Oh, well. It's only a TV show.


Brandon said...

I stopped watching about midway through the show, but I think your first and last points are related. One of the things that was fascinating about Baltar was that he was obviously outmaneuvered at every turn -- he was dragged forward almost kicking and screaming, and yet, somehow, it was always voluntarily because some serious flaw in his many-flawed character drove him to it. Always trying to avoid responsibility, and yet despite that, and to some extent because of it, always responsible for horrible things. There was an advertisement for BSG at one point that showed Six and Baltar, with the word 'Player' by Six's head and 'Pawn' by Baltar's -- and that summed it up. For all his intelligence, for all his reluctance, for all his disbelief, he was effectively a pawn in a game played by someone much, much cleverer than he was -- it was ambiguous whether he was caught up in The Plan or just the rogue machinations of the Six in his head, but that was just another layer of complexity. Thus he was a paradox and yet made complete sense -- thus making him very fascinating. But as time went on they unraveled both the paradox and the sense, as it became more and more difficult to see that there was any clever gamesmanship going on.

jack perry said...

I agree with what your saying, and I'd like to add something. One of the few deficiencies of the first two seasons in my book is that Baltar's incompetence was increasingly overplayed. He went from being a very sympathetic character in the beginning, even if flawed, to someone that they seemed to keep around simply because they had to. He was like the human appendix: you don't know why he's there, but taking him out is probably worse than leaving him in.

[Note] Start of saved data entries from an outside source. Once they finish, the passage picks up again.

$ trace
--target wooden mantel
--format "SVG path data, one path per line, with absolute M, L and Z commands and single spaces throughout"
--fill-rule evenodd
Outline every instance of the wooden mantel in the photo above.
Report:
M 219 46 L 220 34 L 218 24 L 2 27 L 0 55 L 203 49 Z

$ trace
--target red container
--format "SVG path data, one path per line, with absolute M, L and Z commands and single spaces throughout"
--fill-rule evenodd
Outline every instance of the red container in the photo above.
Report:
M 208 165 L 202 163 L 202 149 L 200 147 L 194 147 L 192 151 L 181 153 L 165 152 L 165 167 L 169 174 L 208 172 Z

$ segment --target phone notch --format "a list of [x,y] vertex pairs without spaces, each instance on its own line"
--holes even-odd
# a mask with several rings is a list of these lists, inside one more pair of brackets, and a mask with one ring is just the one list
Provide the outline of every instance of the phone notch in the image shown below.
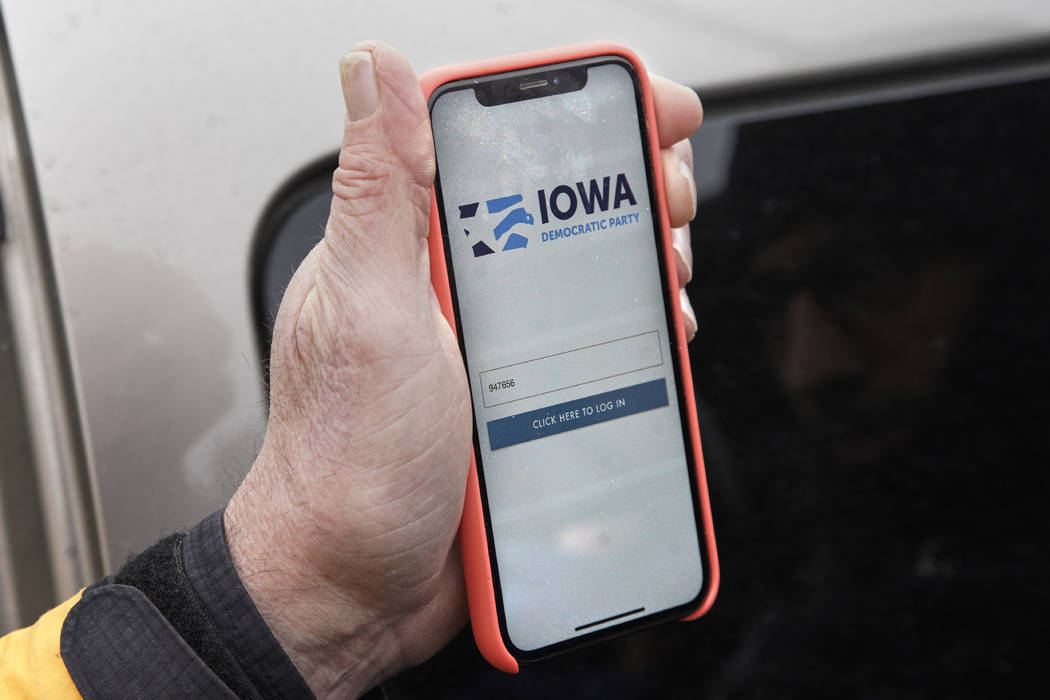
[[550,97],[582,90],[587,85],[587,66],[555,70],[508,73],[478,81],[474,96],[485,107]]

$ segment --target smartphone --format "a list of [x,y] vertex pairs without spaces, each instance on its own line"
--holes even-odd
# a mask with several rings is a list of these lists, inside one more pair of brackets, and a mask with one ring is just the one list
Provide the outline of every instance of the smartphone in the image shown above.
[[516,672],[699,616],[718,564],[647,73],[600,43],[421,83],[431,277],[474,409],[479,648]]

He could have become something like Count Baltar of the original series, taking up life as a commander or at least a scientist among the Cylons because of his obvious utility to them, or else becoming a savior of the human race in some manner that corresponded roughly to the vision the Six gave him. These are not mutually exclusive, and the writers seem to have toyed with each of these ideas before tossing them away all too quickly.

So Baltar bungles his way through the entire show, in increasingly unbelievable and un-funny manner (his religious cult really was too much) and his eventual "redemption" was deeply unsatisfactory. So in my view it was all downhill after the Opera House.